To make things even more precise, let’s take the case of a transport company with very tight margins:
- Problem to be solved: how to improve the productivity of the drivers in order to maintain the profitability of the company?
- Optimum: manage to deliver to as many customers as possible with a minimum of miles travelled.
- Data provided by the company: type, capacities and fuel consumption of each vehicle; driver information such as licence; geolocation of customers; weight and volume of packages to be delivered.
- Constraints: respect of rest time for drivers; truck maintenance periods; hours of reception or presence of customers; delivery deadlines set by the principals.
As part of the optimisation, all these settings are “translated” into lines of code, so that they can be easily processed by the computer. The programme executes the same series of instructions as many times as necessary, and with each iteration the result gets a little closer to the optimum required here: cost-effective routes.
Algorithms adapted to each business problem
As you might imagine, the development of such algorithms quickly becomes very technical. Route optimisation software designers must also implement acceleration strategies to get an appropriate solution within reasonable time. But to make it simple, we can classify the algorithms used by our software into several categories:
- The ordering algorithms are useful if you have only one field worker.
- The algorithms used in the building of routes, which are much more complex, make it possible to process a group of locations to be visited while respecting a set of constraints.
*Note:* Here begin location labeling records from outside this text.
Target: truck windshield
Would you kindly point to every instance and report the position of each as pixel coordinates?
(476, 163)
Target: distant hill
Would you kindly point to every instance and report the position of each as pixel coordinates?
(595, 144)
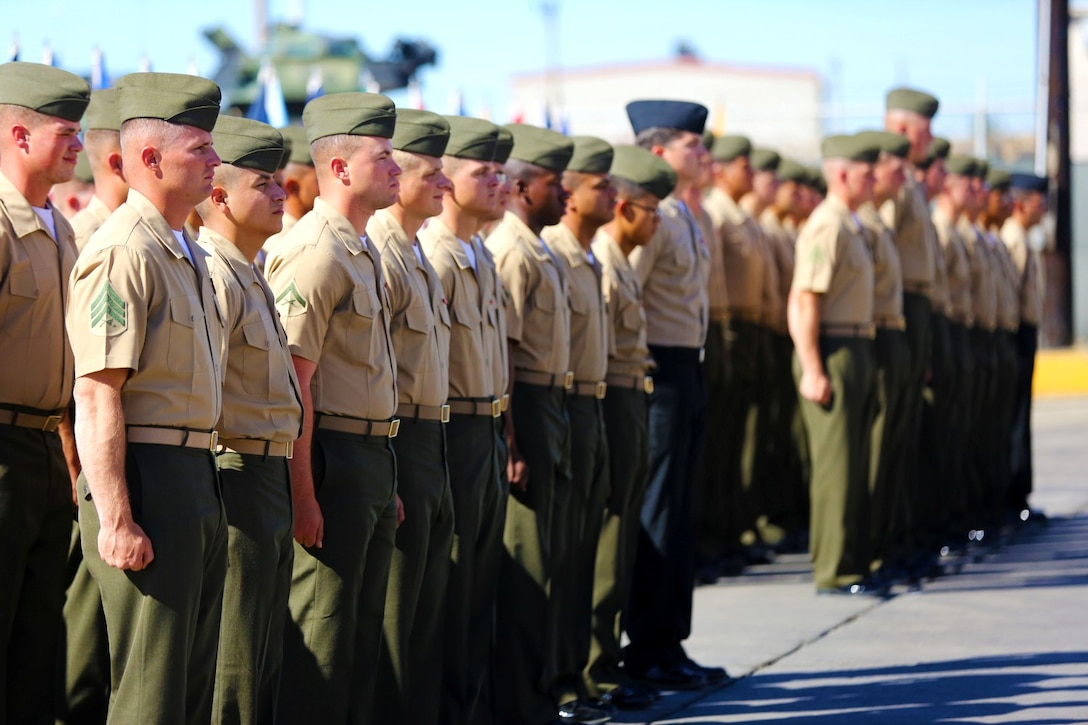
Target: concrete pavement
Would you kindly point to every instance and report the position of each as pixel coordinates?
(1003, 641)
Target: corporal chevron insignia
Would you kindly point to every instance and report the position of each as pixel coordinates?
(291, 302)
(109, 312)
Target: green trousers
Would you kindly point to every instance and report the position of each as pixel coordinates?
(627, 427)
(333, 638)
(35, 530)
(726, 510)
(524, 664)
(480, 511)
(888, 451)
(163, 621)
(260, 554)
(410, 667)
(839, 439)
(573, 561)
(84, 660)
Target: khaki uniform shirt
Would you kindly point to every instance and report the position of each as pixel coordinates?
(419, 318)
(88, 220)
(622, 291)
(261, 397)
(781, 241)
(833, 261)
(986, 275)
(139, 304)
(36, 365)
(538, 308)
(739, 258)
(675, 268)
(1008, 291)
(907, 217)
(469, 371)
(589, 319)
(331, 297)
(491, 285)
(957, 268)
(887, 270)
(1028, 271)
- The algorithms designed for route scheduling, which are the most advanced, are able to handle a very large number of use cases in diverse industries. For example, routes over several days, major constraints regarding the sectorisation, large number of drivers or technicians, etc.
Although there is still much to be discovered in operations research, these solutions already guarantee complete route optimisation across the entire business process. The experts are therefore focusing on developing algorithms that can progressively improve the quality of the results without human input, which is commonly known as artificial intelligence.